Protecting Data in SQL Server Blog Post

Introduction

Keeping your and your client’s data secure is more important than ever. Security threats today cannot be ignored, with data breaches being a nearly monthly affair. While the focus of this post is on SQL Server 2017 or later, these concepts apply to protecting data in other data storage systems as well. The three segments of security that we'll investigate are for data at rest, data in transit, and "physical" security.

Defense at Rest

When the topic of keeping data secure at rest arises, the stock answer will always be to encrypt it. That’s not always the full story, though. Yes, you will absolutely want to have your data encrypted at rest, but there are other aspects to ensure your data is protected. With SQL Server, there are several options for further data protection. Using Transparent Data Encryption (TDE) and Always Encrypted (AE) features within current versions of SQL Server are both great ways of protecting your data.

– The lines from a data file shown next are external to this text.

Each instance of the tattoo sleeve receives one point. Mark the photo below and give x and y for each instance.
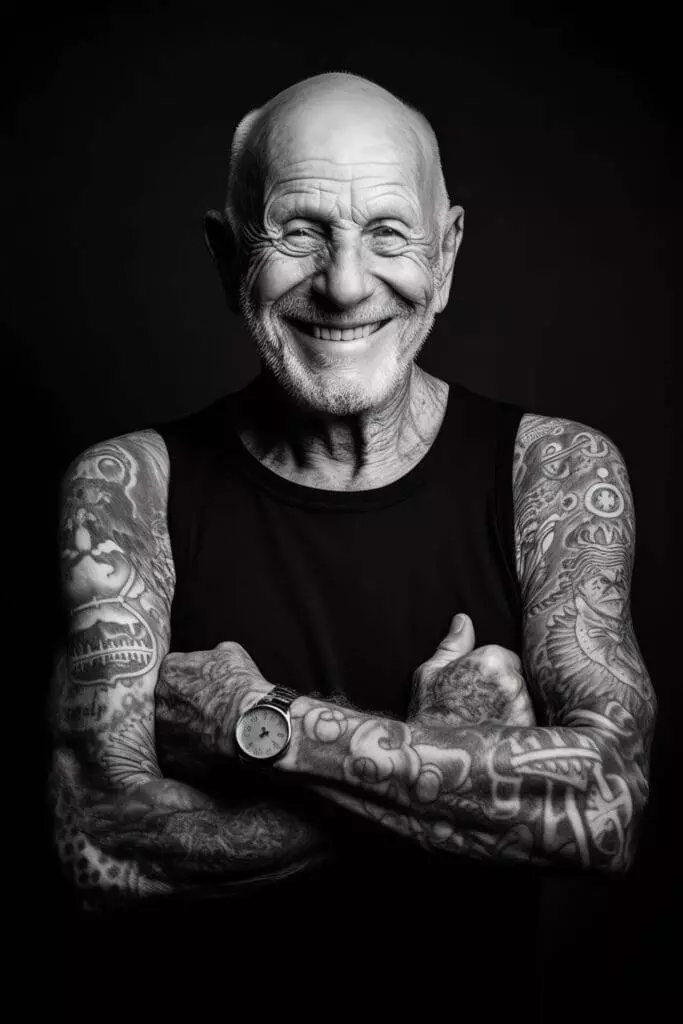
(122, 828)
(573, 790)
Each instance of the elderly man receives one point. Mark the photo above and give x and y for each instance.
(293, 675)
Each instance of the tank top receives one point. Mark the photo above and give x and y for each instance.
(346, 593)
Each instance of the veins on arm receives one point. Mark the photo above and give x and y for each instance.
(122, 827)
(571, 791)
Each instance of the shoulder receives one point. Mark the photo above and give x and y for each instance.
(134, 461)
(555, 450)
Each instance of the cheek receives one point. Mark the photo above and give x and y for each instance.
(410, 278)
(273, 274)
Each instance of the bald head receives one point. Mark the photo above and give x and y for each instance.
(313, 114)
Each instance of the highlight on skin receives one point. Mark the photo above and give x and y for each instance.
(324, 151)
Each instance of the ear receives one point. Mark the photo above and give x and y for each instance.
(222, 245)
(453, 236)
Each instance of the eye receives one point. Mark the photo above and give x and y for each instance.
(302, 230)
(385, 231)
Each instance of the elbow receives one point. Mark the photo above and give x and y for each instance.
(615, 824)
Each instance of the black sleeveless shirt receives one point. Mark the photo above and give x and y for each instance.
(346, 594)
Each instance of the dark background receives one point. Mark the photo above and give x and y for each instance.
(558, 137)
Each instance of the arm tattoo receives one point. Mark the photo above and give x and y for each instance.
(122, 828)
(573, 790)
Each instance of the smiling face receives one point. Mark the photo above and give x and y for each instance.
(348, 256)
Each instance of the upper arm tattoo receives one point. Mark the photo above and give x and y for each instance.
(574, 543)
(117, 580)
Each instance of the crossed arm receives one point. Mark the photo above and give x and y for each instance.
(573, 790)
(122, 827)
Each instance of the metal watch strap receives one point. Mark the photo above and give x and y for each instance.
(281, 697)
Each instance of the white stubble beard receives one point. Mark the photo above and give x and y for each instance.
(336, 390)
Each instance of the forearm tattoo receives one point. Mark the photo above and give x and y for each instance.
(571, 791)
(122, 828)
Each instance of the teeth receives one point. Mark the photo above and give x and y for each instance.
(334, 334)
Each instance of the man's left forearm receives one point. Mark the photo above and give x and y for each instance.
(547, 795)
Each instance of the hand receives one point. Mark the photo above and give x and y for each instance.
(462, 685)
(199, 696)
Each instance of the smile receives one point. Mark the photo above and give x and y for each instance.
(324, 333)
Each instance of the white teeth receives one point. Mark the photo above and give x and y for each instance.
(334, 334)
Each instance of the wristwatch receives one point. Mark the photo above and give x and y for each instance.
(262, 732)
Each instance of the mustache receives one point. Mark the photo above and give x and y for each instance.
(308, 312)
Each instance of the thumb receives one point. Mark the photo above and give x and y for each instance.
(458, 641)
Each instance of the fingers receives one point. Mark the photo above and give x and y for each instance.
(460, 638)
(458, 642)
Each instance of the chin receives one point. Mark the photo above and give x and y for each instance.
(334, 389)
(337, 391)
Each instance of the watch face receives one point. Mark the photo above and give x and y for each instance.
(262, 732)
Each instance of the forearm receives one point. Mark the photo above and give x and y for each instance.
(546, 795)
(160, 836)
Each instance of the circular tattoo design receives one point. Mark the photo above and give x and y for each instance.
(604, 500)
(329, 725)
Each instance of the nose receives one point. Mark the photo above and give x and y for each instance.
(344, 281)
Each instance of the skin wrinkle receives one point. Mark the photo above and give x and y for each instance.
(367, 429)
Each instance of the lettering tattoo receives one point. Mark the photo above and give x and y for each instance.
(572, 790)
(122, 828)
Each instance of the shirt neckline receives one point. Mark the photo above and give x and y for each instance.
(292, 493)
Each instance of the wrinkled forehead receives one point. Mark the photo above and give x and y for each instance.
(344, 140)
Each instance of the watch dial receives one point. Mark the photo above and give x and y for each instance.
(262, 732)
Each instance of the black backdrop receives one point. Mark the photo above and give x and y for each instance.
(557, 136)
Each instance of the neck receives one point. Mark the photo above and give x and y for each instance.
(342, 453)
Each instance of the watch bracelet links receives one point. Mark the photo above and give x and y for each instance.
(281, 697)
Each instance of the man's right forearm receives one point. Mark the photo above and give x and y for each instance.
(161, 836)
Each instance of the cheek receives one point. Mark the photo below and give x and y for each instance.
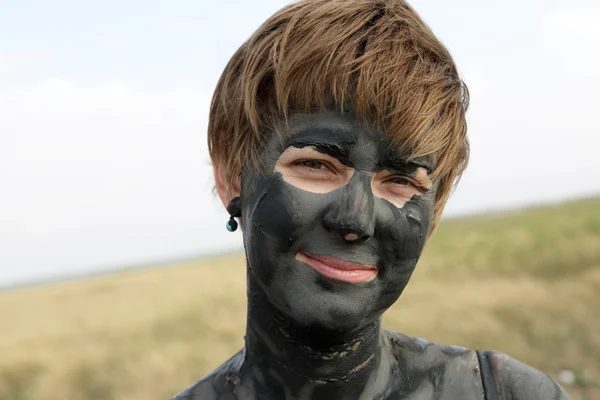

Transparent Data Encryption (TDE)

TDE does a great job at protecting data at rest because the entire database and database backups are protected. Although it does do a good job of securing your data, the data can still be read by anyone with access to the database. That means if a user has access to read a table with secure data, they can read it. There are a few ways to avoid this scenario though, mainly through data masking (ie. “**** 4032”) or encrypting the data itself using a key that the database engine doesn’t know about.

Always Encrypted (AE)

AE takes a different approach. It manages the encryption of specific data from within the application. By doing so, the encryption keys that are used are never exposed to the database engine or database users on the server. There are some caveats to using AE that you must evaluate if you are going to use it. For example, Full-Text Indexes and Range Scan queries are both not supported. That being said, if you are trying to protect credit card data or social security numbers, you shouldn’t be using either of those features on that data anyways.

If the feature support using AE isn’t as robust as needed within the organization, using encryption that is managed outside of the database and coupled with TDE makes a lot of sense. To do this, you want to manage the encrypted data externally, sending only the encrypted data to the database for storage.

Protection in Transit

Once the data is protected while it’s at rest, you can now focus attention on how it is being transmitted. Of course, the first measure that should be put in place should be Secure Sockets Layer (SSL) certificates. Using SSL protects the data on the wire, preventing snooping and packet sniffing. Once SSL has been enabled in SQL Server using a trusted key, it should be configured to force compliance. By forcing compliance via the settings, non-secure connections will fail and be denied access to the server.

Taking transit security a bit further, the data should be encrypted within the client application until the moment it is needed. Then and only then, the data should be accessible, with the encryption being removed or re-encrypted after access. We have seen cases where an intruder will gain access to a memory dump of a client application and get access to secure data that is stored unencrypted in memory.

“Physical” Security

In the past, physical security has been important, ensuring that on-premises servers are secure from physical intruders. With most companies moving to the cloud, this is no longer a concern as the web services platform or choice handles physical security. That being said, the way the application environment is structured in a cloud is still very important. Keeping data isolated and maintaining control over access to that data is of the utmost importance.

Examples of using a layout like this could be as simple as using a private network for database servers and isolating the access to those servers. With this model, the only machines that have access to the data are those which have been approved. Taking that a step further, you can use a proxy type model, allowing data to be stored in a private network with an API layer placed in front of the database. This only allows API application access to the data, further reducing you attack vector. In some cases this can be cumbersome, especially in the age of Object-Relational Mapping (ORM) layers. Proxy models are not a one-size-fits-all solution and may not be reasonable, depending on your circumstances.

It is better to set up from the start so that no issues arise later from not having it. In the event that a breach does take place, having effective audits and being able to prove the security of your systems will become a very real concern. Having a robust monitoring / alerting system is also key. Your organization needs to know when a breach has occurred in order to take action immediately. Ideally, you want to identify and correct issues ahead of time but worst case, you need to be notified immediately.

Conclusion

Protecting data comes down to several key areas: encryption, isolation, and access control. Within those key areas, your security plan must protect your data in all phases of the application lifecycle. Oftentimes, these areas are not a focus, leading to shoehorning them in later. Keeping security as a primary focus from the onset will help to avoid potential pitfalls later.